The bipartisan Every Student Succeeds Act signed by President Barack Obama on Thursday is being called a sweeping overhaul — and both Republicans and Democrats are claiming victory. But some education advocates and activists remain skeptical.
“A Christmas miracle, a bipartisan bill signing. This is a big step in the right direction,” the president said during a ceremony at the White House, surrounded by supporters, including two of the key congressional architects of the bill, Republican Sen. Lamar Alexander of Tennessee, head of the Senate Education Committee, and Democratic Sen. Patty Murray of Washington. In the House, the effort was led by Education Committee Chairman John Kline, R-Minn., and ranking Democrat Bobby Scott of Virginia.
After the bill passed the Senate 85-12 a day earlier, Majority Leader Mitch McConnell, R-Ky., said the ESSA puts “education back in the hands of those who understand their needs best: parents, teachers, states, and school boards.”
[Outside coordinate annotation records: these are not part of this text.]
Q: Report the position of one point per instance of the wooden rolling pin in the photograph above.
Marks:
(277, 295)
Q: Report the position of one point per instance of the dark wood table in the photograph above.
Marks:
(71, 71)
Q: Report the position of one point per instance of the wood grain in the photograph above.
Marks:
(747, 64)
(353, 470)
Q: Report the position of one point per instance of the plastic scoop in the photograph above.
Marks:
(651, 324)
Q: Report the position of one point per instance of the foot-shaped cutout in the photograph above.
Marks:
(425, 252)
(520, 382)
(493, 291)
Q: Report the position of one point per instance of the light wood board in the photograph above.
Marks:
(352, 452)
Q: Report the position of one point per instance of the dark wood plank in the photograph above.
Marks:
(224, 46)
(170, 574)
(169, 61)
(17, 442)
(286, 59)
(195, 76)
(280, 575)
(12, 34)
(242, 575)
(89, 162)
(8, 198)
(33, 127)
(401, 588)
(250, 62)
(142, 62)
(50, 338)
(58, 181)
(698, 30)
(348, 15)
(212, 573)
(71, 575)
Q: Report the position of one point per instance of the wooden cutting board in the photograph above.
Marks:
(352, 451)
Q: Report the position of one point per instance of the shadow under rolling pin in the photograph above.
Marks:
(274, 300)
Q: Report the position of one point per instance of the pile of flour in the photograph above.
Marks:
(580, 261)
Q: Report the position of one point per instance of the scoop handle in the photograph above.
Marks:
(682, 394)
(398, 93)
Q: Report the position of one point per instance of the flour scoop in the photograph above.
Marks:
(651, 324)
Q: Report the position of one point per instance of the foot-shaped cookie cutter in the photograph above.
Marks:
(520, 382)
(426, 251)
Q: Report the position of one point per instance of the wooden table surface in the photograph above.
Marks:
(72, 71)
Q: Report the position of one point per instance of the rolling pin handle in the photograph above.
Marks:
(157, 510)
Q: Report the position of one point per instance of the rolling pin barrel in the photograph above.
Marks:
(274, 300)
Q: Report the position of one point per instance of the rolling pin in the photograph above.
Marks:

Republicans in both the House and the Senate said the bill, which replaces the George W. Bush administration’s increasingly unpopular 2002 No Child Left Behind law, will restore state and local control of the nation’s public schools, while Democrats said the new law reduces the focus on test scores and gives teachers more flexibility in the classroom.
Still, some conservatives felt the bill didn’t go nearly far enough to limit the federal government’s role in oversight of local schools.
Sen. Mike Lee, R-Utah, one of the 12 “no” votes in the Senate, said, “The only reform proposals that are given the time of day are those that seek to standardize America’s classrooms, enforce uniformity across school districts, and systematize the way that teachers teach and the way that students learn.”
Texas Sen. Ted Cruz, who has seen his poll numbers steadily rising in the 2016 Republican presidential race, said in a statement the bill “continues to propagate the large and ever-growing role of the federal government in our education system — the same federal government that sold us failed top-down standards like Common Core.”
Common Core standards, which were created by a coalition of states, became a particular sticking point for some conservatives after the Department of Education encouraged their adoption. ESSA supporters say the bill signed by the president gives states the right to reject the standards, which they say should help end any controversy over top-down control. Still, some anti-Common Core groups are unconvinced.
“It’s a horrifically bad bill,” said Karen Effrem, executive director of Florida Stop Common Core Coalition.
The Port Charlotte, Fla., activist told InsideSources on Thursday the ESSA is nothing more than the latest attempt to “rebrand” federal standards: “I think a lot of people drank the Kool-Aid that this bill devolves federal power down to the states and thought they were doing a good thing.”
Still, other conservative voices were more optimistic.
The Republican-dominated National Governors Association, called the bill “a rare and significant bipartisan win.”
Michael J. Petrilli, president of the Washington-based, right-leaning Fordham Institute and a supporter of Common Core, said Thursday’s action will take the emotionally-charged issue of federal control out of the argument and refocus the debate on educational standards.
“Most of the frustration with Common Core on the right has been about the federal involvement in encouraging states to adopt it,” Perilli said. “This law very clearly says that now is over … What’s so important about this bill is it sends the important decisions about education back to the states.”
“For conservatives out there whose main beef with Common Core was the federal element, they can now rest assured that’s over and now we can go back to debating these sets of standards on their own merits,” he said. “I’m hopeful this can actually help keep the Common Core or something very close to them in the vast majority of states.”
Lee’s colleague in the Utah delegation, Sen. Orrin Hatch, voted “yes” and defended the new bill online as an improvement on No Child Left Behind, telling readers:
· It ends the Common Core mandate.
· It ends Adequate Yearly Progress.
· It ends the failed federal goal of 100% proficiency by 2014, which had unfairly resulted in a failing grade for every school in America.
· It ends the requirement that all schools that don’t meet goals for any subgroup of students are automatically identified as failing.
· It ends the federal school improvement strategies.
In a Tuesday speech, outgoing Education Secretary Arne Duncan downplayed the new law’s restrictions on federal power.
“Whereas No Child Left Behind prescribed a top-down, one-size fits all approach to struggling schools, this law offers the flexibility to find the best local solutions—while also ensuring that students are making progress,” he told listeners at the Learning Forward professional development conference.
Under the ESSA, however, the Department of Education retains regulatory powers, including the final say on how and when states determine schools are low-performing. The law also maintains annual testing requirements for grades 3-8 and in high school.